The Motherhood Penalty Harms Moms In The Workforce But Children Continue To Benefit Working Dads

Though this will come as a surprise to almost no one, being a working mother is hard as hell. Despite a promising shrink in the gender pay gap during the 1980s and '90s, it has stalled in the last twenty years, with women/femme people earning just 82 cents to every dollar a man earns. Add this on top of the increasing financial toll of childcare and the abandoned legislation for federal childcare support, and you're left with parents across the US who are struggling financially. Mothers are consistently financially punished in their careers for choosing to have children, and this is referred to as "the motherhood penalty."

The motherhood penalty is rooted in the patriarchal notion that mothers are the primary caregivers in families, and therefore assume a greater obligation to take care of their children than father figures do. This often means that moms are expected to stay home in order to take care of their children, and that if they do still choose to work they are somehow less committed to their jobs.
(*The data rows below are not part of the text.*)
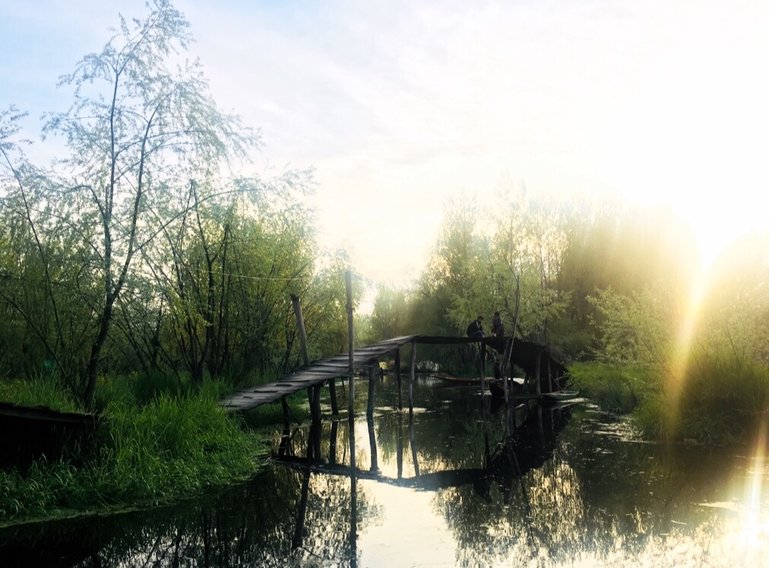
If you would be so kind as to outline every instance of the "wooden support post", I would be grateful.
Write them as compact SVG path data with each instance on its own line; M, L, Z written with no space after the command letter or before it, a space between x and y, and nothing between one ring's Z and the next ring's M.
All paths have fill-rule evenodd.
M368 443L369 443L369 450L371 453L370 470L376 473L379 470L379 458L377 456L376 433L374 432L374 418L369 416L366 422L368 423Z
M347 289L347 350L349 353L349 373L350 384L347 388L347 412L350 417L350 426L352 429L352 420L355 415L355 355L353 353L353 326L352 326L352 272L345 272L345 285ZM351 437L352 432L350 432Z
M304 327L304 316L302 316L302 304L299 301L299 296L291 294L291 305L294 307L294 317L296 318L296 331L299 335L299 348L302 352L302 361L305 367L310 366L310 354L307 351L307 331ZM318 392L314 387L307 388L307 402L310 405L310 414L312 415L312 421L316 422L320 420L320 416L315 415L316 408L316 396ZM319 403L319 401L318 401Z
M537 396L540 396L542 394L542 349L537 348Z
M316 424L320 423L320 385L312 387L312 394L310 400L312 401L312 421Z
M368 405L366 406L366 416L370 419L374 417L374 404L376 403L376 373L374 366L368 369Z
M403 479L403 414L398 414L398 432L395 438L395 463L398 479Z
M483 343L480 341L478 342L478 357L480 358L479 367L481 371L478 378L480 379L481 384L481 397L483 397L483 395L486 393L486 368L483 364L483 360L486 358L486 350L483 347ZM481 400L483 400L483 398L481 398Z
M401 388L401 350L395 350L395 384L398 385L398 410L403 410L403 389Z
M336 438L339 432L339 422L331 421L331 434L328 442L328 463L336 463Z
M417 344L411 342L411 371L409 376L409 412L414 413L414 381L417 377Z
M413 414L409 414L409 445L411 446L411 460L414 462L414 475L419 477L419 458L417 456L416 436L414 436Z
M328 381L328 394L331 397L331 414L336 416L339 414L339 403L336 400L336 379Z
M299 334L299 345L302 349L302 360L304 366L310 365L310 354L307 351L307 331L304 328L304 317L302 316L302 304L299 296L291 294L291 304L294 306L294 316L296 317L296 330Z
This penalty appears in the form of lower pay, fewer promotion opportunities, and increased difficulty getting hired. Now, before you think this is simply a downside of having kids, it's important to mention that fathers tend to experience the exact opposite. Known as the "fatherhood wage premium", many men actually experience positive changes to their careers for having had children. So why the gender disparity? It's complicated.

The motherhood penalty

A report from the U.S. Census Bureau found that in the three years surrounding the birth of a child (2 years before the birth and 1 year after), the earnings gap between opposite-sex spouses doubled. This earning gap continues to grow until the child reaches 10 years old, and even then the earnings gap never fully goes away. This means mothers are facing decades-long financial penalties for choosing to have a child. In fact, the researchers who coined the term 'motherhood penalty' found that moms experience an income penalty of 15% for every child under the age of five, with Black and Indigenous women facing a nearly 20% penalty.
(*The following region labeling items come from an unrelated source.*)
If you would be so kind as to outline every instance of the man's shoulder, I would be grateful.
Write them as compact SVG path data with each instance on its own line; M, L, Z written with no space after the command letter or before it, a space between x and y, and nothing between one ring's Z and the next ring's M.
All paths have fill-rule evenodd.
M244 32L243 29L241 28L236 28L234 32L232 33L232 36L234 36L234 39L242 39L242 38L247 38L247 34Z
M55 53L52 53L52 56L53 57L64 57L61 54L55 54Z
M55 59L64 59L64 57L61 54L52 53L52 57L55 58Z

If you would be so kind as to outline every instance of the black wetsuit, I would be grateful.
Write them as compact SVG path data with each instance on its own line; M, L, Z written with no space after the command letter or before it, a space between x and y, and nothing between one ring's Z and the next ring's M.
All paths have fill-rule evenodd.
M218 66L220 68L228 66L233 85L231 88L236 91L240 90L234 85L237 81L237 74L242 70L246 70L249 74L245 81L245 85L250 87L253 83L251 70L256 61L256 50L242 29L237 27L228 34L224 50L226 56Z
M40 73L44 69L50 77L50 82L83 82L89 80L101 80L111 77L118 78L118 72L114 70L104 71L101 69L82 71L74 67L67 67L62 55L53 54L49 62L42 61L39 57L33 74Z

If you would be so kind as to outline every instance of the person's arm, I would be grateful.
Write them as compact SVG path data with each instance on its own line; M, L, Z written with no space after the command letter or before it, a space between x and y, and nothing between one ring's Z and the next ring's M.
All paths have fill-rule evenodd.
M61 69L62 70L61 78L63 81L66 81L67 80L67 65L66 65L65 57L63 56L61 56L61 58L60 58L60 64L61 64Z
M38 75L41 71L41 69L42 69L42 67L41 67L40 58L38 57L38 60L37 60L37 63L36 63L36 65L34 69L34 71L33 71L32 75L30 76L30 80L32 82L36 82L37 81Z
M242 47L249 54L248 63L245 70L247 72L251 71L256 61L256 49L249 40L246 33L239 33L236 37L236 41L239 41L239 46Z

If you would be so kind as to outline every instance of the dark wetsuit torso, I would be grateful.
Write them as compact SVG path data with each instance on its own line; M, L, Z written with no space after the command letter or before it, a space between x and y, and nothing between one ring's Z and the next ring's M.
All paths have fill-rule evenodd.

To make matters worse, mothers experience a significant earnings drop (an average of $1,861) in the first quarter after giving birth. For moms who seek out new positions and workplaces, the penalties can be even worse. People who indicate their motherhood on job applications are less likely to be considered for a position, are offered less money if they are offered the job (an average of $11,000 less), and face lower workplace evaluations on their competency than non-mothers (10% lower). At every point in their professional career, people who become mothers are financially penalized and left with fewer opportunities than fathers. This economic stress can not only contribute to the rise of maternal ambivalence but can also impact a person's decision to have a child at all.
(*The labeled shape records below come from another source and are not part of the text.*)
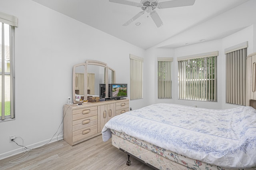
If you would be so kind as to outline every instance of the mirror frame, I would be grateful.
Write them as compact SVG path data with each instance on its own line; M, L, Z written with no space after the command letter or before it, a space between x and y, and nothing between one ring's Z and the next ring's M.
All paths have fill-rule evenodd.
M79 67L79 66L82 66L83 65L84 66L84 90L85 90L85 87L86 86L86 85L85 84L85 81L84 81L84 80L85 80L85 78L86 77L86 64L85 63L82 63L81 64L76 64L73 67L73 102L74 103L78 103L80 102L78 102L76 101L75 100L75 98L76 98L76 93L75 92L75 87L76 87L76 67ZM86 75L87 76L87 75ZM85 94L84 94L84 99L86 99L85 98L86 96L85 96ZM86 97L87 98L87 97Z
M87 94L87 73L88 73L87 68L88 68L88 65L98 65L99 66L102 66L105 69L105 79L104 80L104 82L106 84L106 87L107 84L108 84L108 65L106 63L103 63L103 62L99 61L98 61L95 60L86 60L86 79L85 79L85 83L86 85L86 89L85 89L84 91L84 96L86 96L86 99L87 98L87 96L88 94ZM106 88L106 94L108 94L107 93L108 93L108 88Z
M104 82L106 84L106 87L108 87L108 69L111 70L113 72L113 77L112 77L112 81L114 83L116 83L116 71L110 67L108 67L108 65L106 63L103 63L103 62L99 61L96 60L86 60L85 61L85 63L83 63L81 64L76 64L74 66L73 69L73 101L74 103L77 103L81 102L77 102L75 101L75 87L76 85L76 67L80 66L81 65L84 65L84 99L85 100L87 99L88 92L87 92L87 73L88 73L88 65L98 65L100 66L103 67L105 68L106 71L105 71L105 80ZM112 83L112 82L110 82ZM106 87L106 96L107 94L108 94L108 88ZM105 96L105 97L106 97Z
The fatherhood wage premium

Research shows that men experience rewards in the workplace for having children. A 2007 study from the American Journal of Sociology found that men with children were offered higher starting salaries than childless men, and research shows that fathers are more likely to be hired than childless men. Despite the push to more remote work-from-home positions and subsequent attempts for more equitability balanced parenting duties, the fatherhood premium is ultimately helped by the fact that most cisgender men are able to continually advance in their careers, without interruption, due to the disproportionate weight of childcare that still falls on mothers.

Joya Misra, professor of sociology and public policy at the University of Massachusetts, told Business Insider, "Men are often rewarded when they become fathers, because employers see men who have children and families as more reliable or breadwinners who are going to keep showing up and doing the work. Meanwhile, they might see mothers as not as reliable." A 2014 report found that those who became fathers, on average, experienced a 6% increase in their earnings, while mothers faced, on average, a 4% decline per child. An important thing to note is that, even though most men experience wage premiums, the largest increases go to college-educated White and Latino men in professional roles, while the smallest increases go to unmarried Black men without degrees in manual labor positions. 

The cost of the pay gap

Despite a 1978 Act meant to protect women from discrimination on the basis of pregnancy and childbirth, women are still facing prejudice in the workplace. Professor Misra elaborated, "Before the act, if you told your employer you were pregnant, they could fire you then and there. Now, they can't do this. But unfortunately, it doesn't address the idea that employers might think you're worth less than another worker if you're pregnant."

In 2022, women-identifying people aged 25-34 earned 92 cents for every dollar earned by a man-identifying person. However, women aged 35-54 earned just 83 cents. (These statistics are even worse for women of color, with Black women earning 70 cents, and Hispanic women earning 65 cents). This noticeable drop in pay coincides with the ages most mothers are having and raising children. This wage gap persists even when you factor in education, work experience, and hours worked, further indicating that gender discrimination is truly at the heart of this issue.

To further complicate the motherhood penalty, the exorbitant cost of childcare (a 2021 report found that the average cost of center-based childcare is more than public college tuition in 34 states) can make the pay gap even more difficult to navigate. Along with creating financially untenable situations for mothers, these financial downsides are also contributing to parenthood in big ways, with 26% of parents under 40 saying they won't have more children due to finances, and 44% of non-parents saying they don't plan on having children at all.